A total of 150 patients were included in the study. The mean time from admission to EN commencement was 12.6 hours, with 59.3% commenced within 12 hours of admission. Only 9.3% of patients commenced EN at the target rate. Of the 150 patients, 24 (16%) received 80% of nutrition targets within 72 hours of admission. Patients who had EN commenced within 12 hours of admission and at the target rate were significantly more likely to achieve nutritional requirements (P = <.01). Patients who received an initial dietitian review within 24 hours of admission were more likely to achieve nutrition requirements (P = <.01).
Commencing EN on time and meeting target volumes remains challenging in the ICU patient. Airway management, procedural requirements, and delayed dietitian review for prescribed hourly rate initiation provide barriers to optimal nutrition delivery to critically ill patients. Tackling these barriers may require interdisciplinary interventions.
Providing adequate nutrition to critically ill patients is challenging. This study provides evidence that day's one and two are problematic to EN delivery; particularly concerning airway management, procedural requirements, and delayed dietitian review for prescribed hourly rate initiation. Highlighting the need for further research into these aspects of nutrition management.
肠内营养(EN)是重症监护患者标准治疗的重要组成部分。然而,在这种环境下实现充足的营养仍然存在许多挑战。
使用回顾性病历审查的描述性探索性设计。
本研究的目的是描述与 EN 喂养相关的护理实践,并确定重症监护病房(ICU)中最佳营养输送的障碍。
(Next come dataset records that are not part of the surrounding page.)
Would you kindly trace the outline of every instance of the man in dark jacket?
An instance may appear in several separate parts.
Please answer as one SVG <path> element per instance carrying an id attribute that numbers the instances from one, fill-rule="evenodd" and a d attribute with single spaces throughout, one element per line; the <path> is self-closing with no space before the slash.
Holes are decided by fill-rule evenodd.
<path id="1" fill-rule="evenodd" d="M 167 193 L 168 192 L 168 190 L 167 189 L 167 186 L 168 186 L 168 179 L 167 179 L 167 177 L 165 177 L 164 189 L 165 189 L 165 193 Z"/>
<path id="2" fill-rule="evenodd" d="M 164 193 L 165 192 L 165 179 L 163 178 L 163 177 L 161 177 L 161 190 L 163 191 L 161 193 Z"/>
在 6 个月期间,符合以下条件的患者有资格入选澳大利亚一家主要大都市卫生服务 ICU 住院并接受至少 72 小时 EN 治疗的患者。使用内容分析法分析患者病历中的记录文本。使用 SPSS 软件(版本 25.0)分析数值数据。计算描述性和推断性统计数据。
共有 150 名患者纳入研究。从入院到开始 EN 的平均时间为 12.6 小时,其中 59.3%在入院后 12 小时内开始。只有 9.3%的患者以目标速度开始 EN。在 150 名患者中,有 24 名(16%)在入院后 72 小时内达到 80%的营养目标。入院后 12 小时内开始并达到目标速度的患者更有可能满足营养需求(P<.01)。入院后 24 小时内接受初始营养师审查的患者更有可能满足营养需求(P<.01)。
在 ICU 患者中,按时开始 EN 并达到目标容量仍然具有挑战性。气道管理、程序要求以及开始规定每小时速率的营养师审查延迟是为重症患者提供最佳营养的障碍。解决这些障碍可能需要跨学科干预。
为重症患者提供充足的营养是具有挑战性的。本研究表明,EN 输送在第 1 天和第 2 天存在问题;特别是气道管理、程序要求和开始规定每小时速率的营养师审查延迟。这突显了需要进一步研究这些营养管理方面。